Preventive measures at the company level include:
- better management (communication and co-ordination) ;
- comprehensive risks assessment ;
- appropriate preparedness and training (for instance, workers should obtain knowledge about what hazards can be encountered at the disaster scene, the possible physical and mental reactions to them, and how to protect themselves against negative outcomes) ;
- vaccination ;
- providing appropriate personal protective equipment, protective clothes, safety equipment (for instance, gas detectors, radiation alarm systems, mosquito nets), and ergonomic equipment (firefighter robots, syringe needles that incorporate safety features) ;
- providing primary and secondary prevention of mental health problems (psychological preparedness, post-intervention psychological support and help, and long-term psychological care when needed) ;
- long-term care and health surveillance alongside mandatory medical examinations, including workplace health promotion projects that provide workers with appropriate and safe keep-fit facilities.

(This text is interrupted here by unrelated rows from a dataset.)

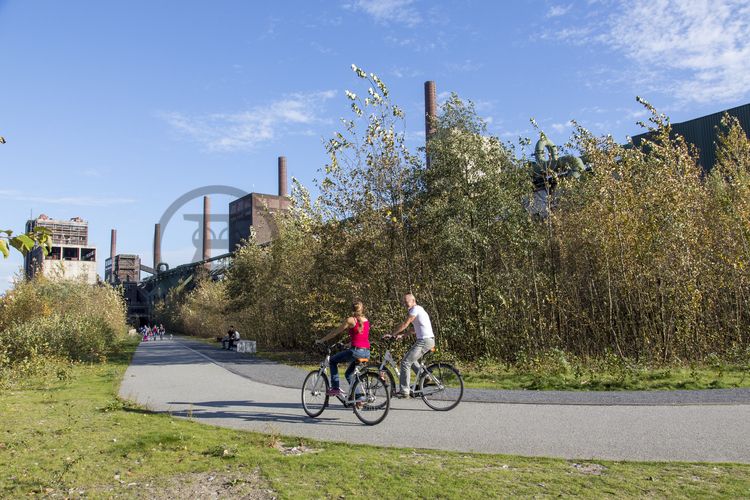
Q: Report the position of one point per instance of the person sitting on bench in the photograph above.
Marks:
(230, 339)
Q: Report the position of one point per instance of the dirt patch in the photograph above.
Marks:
(591, 469)
(240, 484)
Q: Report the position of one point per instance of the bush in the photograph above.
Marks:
(44, 322)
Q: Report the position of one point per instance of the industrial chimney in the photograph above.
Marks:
(282, 177)
(112, 253)
(157, 246)
(206, 228)
(430, 112)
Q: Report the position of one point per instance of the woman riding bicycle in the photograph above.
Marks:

Although major disasters and accidents are always to be expected, past disasters and more recent events demonstrate that communities are still often not fully prepared for dealing with major disasters. It is also clear that the protection of emergency workers against OSH Risks exhibits shortcomings. This literature review indicates some areas in which additional research and actions are necessary. General preventive measures begin with reducing the vulnerability of people to disasters, and reducing the severity of the damage that might be caused by a disaster, resulting in a smaller number of emergency workers needed to take part in disaster control. The OSH of Emergency Workers should be also taken into consideration in the earliest stages of building design, such as by making it possible for lifts to be used during an emergency, and in the formation of emergency response plans at international, national, and organisational level. Rehearsing different terrorist attack scenarios can serve as a way to predict possible hazards for emergency workers. Also essential is the further development of personal protective and other safety equipment, especially against multiple hazards and bio-terrorism, and taking into consideration the possibility of physical overstrain and the difficult working environment of emergency workers. Further longitudinal research on the negative health effects of dangerous substances is needed, including studies on the toxicological properties of the combustion of new products which are constantly being developed and introduced to the market.